What qualifying expenditures on your property can maximise your tax relief claim?

Date: November 15, 2022

Property Types

Most commercial properties will include the fundamental qualifying fixtures to adequately operate as a functioning building (i.e. basic electrics, lighting, heating, sanitary, a kitchen, and associated plumbing).

However, there are specific categories of commercial property that will likely include substantially higher levels of qualifying plant, as detailed below:


A stand-alone business park multi-story office building will incorporate additional fixtures including lifts, air-conditioning, ventilation, building management systems, carpeting, fire alarms, intruder alarms, access control systems, CCTV, and IT/data points.


High-end hotels will benefit from substantial amounts of sanitary and associated plumbing due to the number of ensuite bedrooms. Other fixtures include fitted bars and seating, reception desks, commercial kitchens, keycard access systems, lifts, air-conditioning, ventilation, building management systems, carpeting, fire alarms, and CCTV.

Nursing/Care Homes

Similarly, a care home will likely have large quantities of ensuite bedrooms together with the associated fixed plant. They will also include sluices, a nurse call system, nurse stations, specialist baths, hoists, passenger & stairlifts, corridor handrails, and door entry systems.

Medical Centres

As each consultancy room and treatment room will likely contain a wash basin, a medical centre will also benefit from additional water & disposal installations. We would also expect to find large quantities of fitted cabinetry, fitted seating, and a fitted reception desk together with air-conditioning, ventilation, fire alarms, intruder alarms, and CCTV.

Distribution Centres

A large warehouse with ancillary office space will contain a similar plant to that detailed in the above office description; however, the warehouse section will likely also include radiant heating, a sprinkler system, roof smoke ventilation & dock levellers.

At the other end of the scale, there are property types that, although not to be avoided per se, tend only to yield minimal levels of qualifying plant, even to the point where the exercise itself may not be cost-effective.

The main culprits are high street retail units with upper floor apartments. They will be subjected to multiple tenant fit-out works on the lower levels with the remaining percentage of the property being in non-commercial use.
Other examples include HMOs, as only the communal areas can be deemed commercial in use and relatively small light-industrial units.

Property History

Another factor to think about when considering a claim for Capital Allowances is the ownership history, especially in this new post-2014 Pooling Requirement era, and the associated restrictions it brings with it.

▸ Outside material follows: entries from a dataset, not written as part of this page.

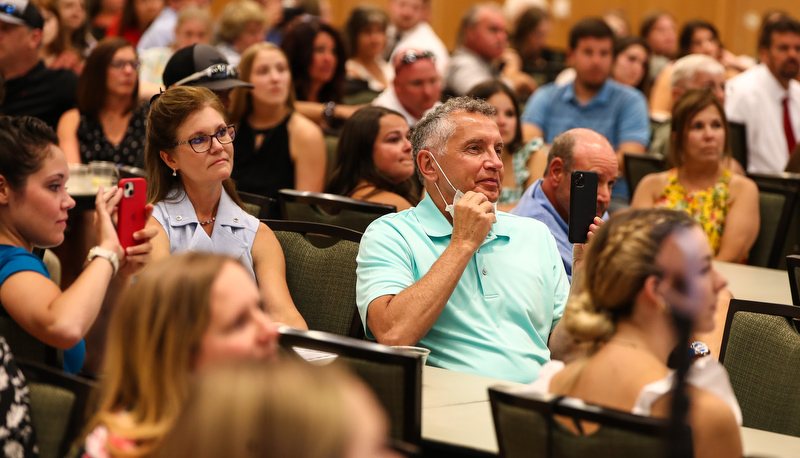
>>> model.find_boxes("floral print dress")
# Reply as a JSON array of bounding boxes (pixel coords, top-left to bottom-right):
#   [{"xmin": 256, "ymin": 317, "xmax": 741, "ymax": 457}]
[
  {"xmin": 0, "ymin": 336, "xmax": 39, "ymax": 458},
  {"xmin": 655, "ymin": 169, "xmax": 731, "ymax": 254}
]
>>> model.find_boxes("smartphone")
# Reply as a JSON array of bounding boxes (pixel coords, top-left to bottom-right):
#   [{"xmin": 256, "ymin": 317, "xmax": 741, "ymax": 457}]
[
  {"xmin": 117, "ymin": 178, "xmax": 147, "ymax": 249},
  {"xmin": 569, "ymin": 170, "xmax": 597, "ymax": 243}
]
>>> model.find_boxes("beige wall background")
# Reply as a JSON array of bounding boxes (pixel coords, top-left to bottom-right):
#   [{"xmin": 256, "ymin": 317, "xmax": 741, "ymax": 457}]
[{"xmin": 330, "ymin": 0, "xmax": 800, "ymax": 56}]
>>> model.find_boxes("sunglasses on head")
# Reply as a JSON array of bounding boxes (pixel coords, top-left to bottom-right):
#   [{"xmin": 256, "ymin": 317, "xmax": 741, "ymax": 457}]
[
  {"xmin": 170, "ymin": 64, "xmax": 239, "ymax": 87},
  {"xmin": 395, "ymin": 49, "xmax": 436, "ymax": 72}
]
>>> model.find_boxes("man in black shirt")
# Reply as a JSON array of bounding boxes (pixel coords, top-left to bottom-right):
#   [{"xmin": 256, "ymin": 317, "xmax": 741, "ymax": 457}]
[{"xmin": 0, "ymin": 0, "xmax": 78, "ymax": 129}]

Therefore, it is a massive bonus if the vendor could not claim Capital Allowances for one reason or another. These reasons include the vendor being a non-taxpaying entity (e.g. a charity, a local council, or a pension fund) or not maintaining a qualifying activity (e.g. a developer).

If it can be established that the vendor falls into one of these categories, amongst other things, there is a greater chance that a successful claim will be forthcoming.
It is also worth noting that build projects have no past owners, thus entirely avoiding the need for any historical due diligence.

Property Ownership

A final minor area to consider is the entity that owns the commercial property and how the benefit of Capital Allowances can vary.

A company pays Corporation Tax at a fixed 19% regardless of profits; however, individuals or partnerships paying Income Tax can benefit at a rate of 20%, 40%, or even 45%. When you factor in the fact that a trading business (as opposed to a rental business) also attracts Class 4 NIC at 9% or 2% the benefits of identifying unclaimed Capital Allowances increase even further.

One negative consideration for an income-tax paying owner with a connected party tenant is the possibility that no, or a below-market-rate, rent is charged, therefore potentially rendering any claim invalid due to a lack of qualifying activity.


The benefits of claiming Capital Allowances against the fixed assets contained within a commercial property are not a universal constant. They can vary significantly depending on the type of property, the vendor’s tax position, and the owning entity’s tax rate.

If you have a portfolio of commercial property-owning clients and are unsure where to start, have you considered the above?